Stille zu erleben, ist nicht nur um unserer Selbst Willen essenziell. Stille lehrt uns, auch einander richtig zuzuhören. Menschen, die in Umgebungen mit viel Lärm wohnen, helfen einander weniger, als Menschen in ruhigen Gegenden. Wir brauchen Stille wahrscheinlich, um die wichtigen Informationen vom anderen Rauschen zu unterscheiden. Aber Stille bringt auch ein Element der Sicherheit in unser Leben. In der Natur signalisiert Stille, dass alles okay ist und wir nicht bedroht sind. Und das gilt als Voraussetzung dafür, dass wir auch in Gemeinschaften gut miteinander umgehen.

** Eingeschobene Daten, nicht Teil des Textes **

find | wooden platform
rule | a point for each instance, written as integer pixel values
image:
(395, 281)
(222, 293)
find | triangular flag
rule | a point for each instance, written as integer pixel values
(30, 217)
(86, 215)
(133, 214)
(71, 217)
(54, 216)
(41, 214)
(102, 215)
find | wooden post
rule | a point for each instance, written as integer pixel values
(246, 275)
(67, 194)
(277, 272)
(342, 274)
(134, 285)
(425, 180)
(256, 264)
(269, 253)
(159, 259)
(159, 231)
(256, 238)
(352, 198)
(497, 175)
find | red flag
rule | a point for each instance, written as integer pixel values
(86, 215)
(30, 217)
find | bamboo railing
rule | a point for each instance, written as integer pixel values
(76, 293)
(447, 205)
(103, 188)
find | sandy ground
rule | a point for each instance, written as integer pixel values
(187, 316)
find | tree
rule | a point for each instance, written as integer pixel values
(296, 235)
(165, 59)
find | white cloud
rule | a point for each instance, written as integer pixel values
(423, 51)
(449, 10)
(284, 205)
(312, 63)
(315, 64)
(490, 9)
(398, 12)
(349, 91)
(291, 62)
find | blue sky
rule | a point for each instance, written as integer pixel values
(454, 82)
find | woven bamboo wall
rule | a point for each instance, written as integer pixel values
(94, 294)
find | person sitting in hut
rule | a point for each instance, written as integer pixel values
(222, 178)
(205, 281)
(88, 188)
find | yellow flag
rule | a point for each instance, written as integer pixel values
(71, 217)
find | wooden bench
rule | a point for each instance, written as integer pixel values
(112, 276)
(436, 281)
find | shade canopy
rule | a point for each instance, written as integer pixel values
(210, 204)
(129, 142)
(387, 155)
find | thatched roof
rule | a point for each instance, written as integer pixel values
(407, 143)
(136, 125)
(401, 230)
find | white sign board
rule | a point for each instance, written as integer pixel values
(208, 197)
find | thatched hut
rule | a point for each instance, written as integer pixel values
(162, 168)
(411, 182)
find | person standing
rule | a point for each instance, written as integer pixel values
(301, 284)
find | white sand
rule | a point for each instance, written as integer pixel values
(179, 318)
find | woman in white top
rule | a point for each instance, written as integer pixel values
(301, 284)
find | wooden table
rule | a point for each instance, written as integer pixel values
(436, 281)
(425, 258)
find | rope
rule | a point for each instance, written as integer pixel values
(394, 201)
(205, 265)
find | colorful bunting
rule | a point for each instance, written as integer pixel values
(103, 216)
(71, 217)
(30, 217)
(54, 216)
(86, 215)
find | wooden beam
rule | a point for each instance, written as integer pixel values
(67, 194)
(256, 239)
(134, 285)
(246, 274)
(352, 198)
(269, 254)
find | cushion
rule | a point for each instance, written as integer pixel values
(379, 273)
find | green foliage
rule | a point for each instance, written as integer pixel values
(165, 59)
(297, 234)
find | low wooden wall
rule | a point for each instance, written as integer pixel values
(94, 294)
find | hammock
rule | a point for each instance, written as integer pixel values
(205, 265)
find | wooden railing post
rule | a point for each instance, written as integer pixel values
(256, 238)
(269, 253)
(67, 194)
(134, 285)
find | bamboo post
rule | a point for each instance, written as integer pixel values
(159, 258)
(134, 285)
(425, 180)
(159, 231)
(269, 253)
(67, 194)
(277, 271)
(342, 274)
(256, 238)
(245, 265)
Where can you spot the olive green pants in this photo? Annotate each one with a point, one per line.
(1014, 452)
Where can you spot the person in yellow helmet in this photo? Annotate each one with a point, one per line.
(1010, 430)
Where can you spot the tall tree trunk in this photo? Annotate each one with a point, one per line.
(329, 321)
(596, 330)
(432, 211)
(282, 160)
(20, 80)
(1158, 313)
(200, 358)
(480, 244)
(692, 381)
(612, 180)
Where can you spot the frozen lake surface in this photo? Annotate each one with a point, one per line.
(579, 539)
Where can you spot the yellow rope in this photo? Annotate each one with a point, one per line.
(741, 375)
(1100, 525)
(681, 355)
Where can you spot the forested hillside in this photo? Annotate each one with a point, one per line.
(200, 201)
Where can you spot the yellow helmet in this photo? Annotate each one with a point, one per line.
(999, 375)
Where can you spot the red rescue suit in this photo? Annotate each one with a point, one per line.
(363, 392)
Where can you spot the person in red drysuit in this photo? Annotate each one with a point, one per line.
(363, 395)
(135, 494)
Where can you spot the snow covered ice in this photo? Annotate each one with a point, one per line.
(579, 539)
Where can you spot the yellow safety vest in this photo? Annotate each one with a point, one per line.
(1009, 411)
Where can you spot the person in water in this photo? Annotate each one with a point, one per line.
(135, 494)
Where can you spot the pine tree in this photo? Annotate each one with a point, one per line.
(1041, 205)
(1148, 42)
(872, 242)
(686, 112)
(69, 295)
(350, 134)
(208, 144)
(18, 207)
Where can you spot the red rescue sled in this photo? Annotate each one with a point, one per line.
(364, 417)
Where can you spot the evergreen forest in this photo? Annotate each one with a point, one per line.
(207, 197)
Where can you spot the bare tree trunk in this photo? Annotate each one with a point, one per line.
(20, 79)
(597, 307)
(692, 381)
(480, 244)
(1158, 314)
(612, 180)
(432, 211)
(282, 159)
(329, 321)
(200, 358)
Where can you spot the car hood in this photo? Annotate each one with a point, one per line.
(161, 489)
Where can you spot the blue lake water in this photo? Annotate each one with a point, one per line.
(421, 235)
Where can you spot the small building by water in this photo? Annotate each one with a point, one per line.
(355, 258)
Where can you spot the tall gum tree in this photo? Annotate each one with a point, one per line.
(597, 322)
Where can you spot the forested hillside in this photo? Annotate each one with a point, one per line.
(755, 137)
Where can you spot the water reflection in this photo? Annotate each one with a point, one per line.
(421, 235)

Nun können nicht alle von uns an entlegene Orte reisen. Wir brauchen für den Alltagsgebrauch eine etwas laxere Definition von Stille, die wir selbst erzeugen können: Zum Beispiel Türen und Fenster schließen, technische Geräte ausschalten und unseren eigenen Alltagsgeräuschen lauschen. Zum Beispiel Atmen, Gehen über das Parkett, zischendes Teewasser oder leises Rascheln, wenn wir eine Seite im Buch umblättern. Das alles in der Hoffnung, dass wir für ein paar Minuten von Lärm wie Müllwagen oder DHL-Bote vor der Tür, Flaschen, die in den Glascontainer geworfen werden, oder einem Rasenmäher verschont bleiben. Solche Minuten geben uns im Alltag etwas menschliche Stille und damit Nahrung für eine gesunde Seele. Bis wieder die Möglichkeit besteht, allein in den Wald zu gehen oder unter die Oberfläche eines Sees zu tauchen.
Wir können uns auch darin üben, selbst weniger Lärm zu produzieren. Harken wir doch den Garten, anstatt Laubbläser zu nehmen, oder fahren wir mit dem Fahrrad, statt mit dem Auto. Stellen wir einfach mal Klingel, Radio und Fernseher ab. Unser Recht auf Stille erfordert Aufmerksamkeit und Mitwirkung genauso wie den gelegentlichen Rückzug.